Al principio parecía que la carrera sería igualada; Rufus salió un par de segundos más tarde que el coche, pero, en menos que canta un gallo, fue capaz de recuperarle a éste algo de terreno. –¡Sí! ¡Voy a volver a ganarles!–, pensó. Pero la ilusión no duró mucho: el coche, en cuanto cogió ritmo, demostró ser mucho más rápido y empezó a alejarse poco a poco. Rufus no se quería rendir, seguía corriendo a la máxima velocidad que le permitía su cuerpo, a pesar de que el coche empezaba a estar fuera de su alcance y, unos momentos después, incluso fuera de su vista.

–Vaya… pues parece que esta vez he perdido–, pensó Rufus mientras detenía su carrera. Todo era un poco raro, de todos modos: Edu y Rosa no solían ponerse fuera de su vista cuando salían con él, más bien era al contrario. Muchas veces había oído cómo lo llamaban cuando se perdía entre los árboles. Y sabía que más le valía volver con ellos si no quería verlos cabreados… ¡no era divertido oírlos cuando se enfadaban!

Entendió entonces, Rufus, que Edu y Rosa se debían haber perdido al correr tanto para ganar la carrera. Y decidió llamarles, captar su atención, como ellos hacían cuando era él el que se perdía. El aullido que soltó se vio interrumpido por un susto de muerte: Rufus no se había dado cuenta de que aún seguía en medio de la carretera, y otro coche estuvo a punto de llevárselo por delante. Por suerte el automóvil fue capaz de esquivarlo, movimiento que Rufus interpretó como una advertencia: tendría que salir de esa odiosa serpiente de asfalto si no quería morir atropellado.

Lo siguiente fue seguir aullando. Rufus aulló y aulló, se estaba quedando sin aire en los pulmones… pero Edu y Rosa no volvían. Debían de haberse perdido bien perdidos. –¡Ya lo tengo!–, pensó entonces Rufus. –¡Tengo que volver a casa, seguro que estarán allí!–. Por suerte tenía un fantástico sentido de la orientación, y enseguida supo cuál era el camino de vuelta; lo malo es que sería un camino bastante largo, no llegaría pronto. Pero, si lo lograba, seguro que se alegraban de verle.
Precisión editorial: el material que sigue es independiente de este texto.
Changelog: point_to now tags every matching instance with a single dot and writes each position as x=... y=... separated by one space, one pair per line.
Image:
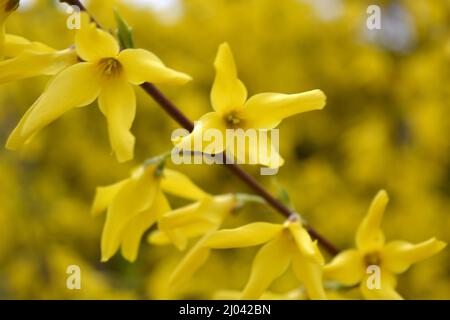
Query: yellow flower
x=232 y=110
x=284 y=245
x=201 y=218
x=349 y=267
x=135 y=204
x=106 y=73
x=193 y=220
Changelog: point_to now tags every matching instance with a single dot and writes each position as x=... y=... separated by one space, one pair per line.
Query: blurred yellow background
x=386 y=125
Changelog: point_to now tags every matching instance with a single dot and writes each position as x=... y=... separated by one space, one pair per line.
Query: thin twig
x=176 y=114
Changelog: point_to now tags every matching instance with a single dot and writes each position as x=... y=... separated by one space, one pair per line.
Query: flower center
x=232 y=119
x=110 y=67
x=372 y=258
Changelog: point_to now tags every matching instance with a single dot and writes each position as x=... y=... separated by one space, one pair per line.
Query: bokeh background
x=386 y=125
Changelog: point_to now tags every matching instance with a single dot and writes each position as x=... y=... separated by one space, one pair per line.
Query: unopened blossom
x=134 y=204
x=285 y=245
x=6 y=8
x=232 y=110
x=105 y=73
x=350 y=266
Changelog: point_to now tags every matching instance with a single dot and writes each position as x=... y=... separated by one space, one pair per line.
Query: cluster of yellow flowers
x=96 y=67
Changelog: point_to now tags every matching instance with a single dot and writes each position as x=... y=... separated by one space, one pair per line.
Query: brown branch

A Rufus le encantaban Edu y Rosa. Siempre le cuidaban y le daban de comer y, aunque a veces eran un poco quisquillosos y se enfadaban, él sabía que le querían. Aunque, en realidad, su persona favorita era Pablito; el pequeñín de la casa jamás se enfadaba con él, y nunca se cansaba de jugar. ¡Hasta le dejaba lamerle la cara! Cuando intentaba lamer a Edu o a Rosa, sin embargo, parecía darles asco, a pesar de que lo hiciera con mucho cariño.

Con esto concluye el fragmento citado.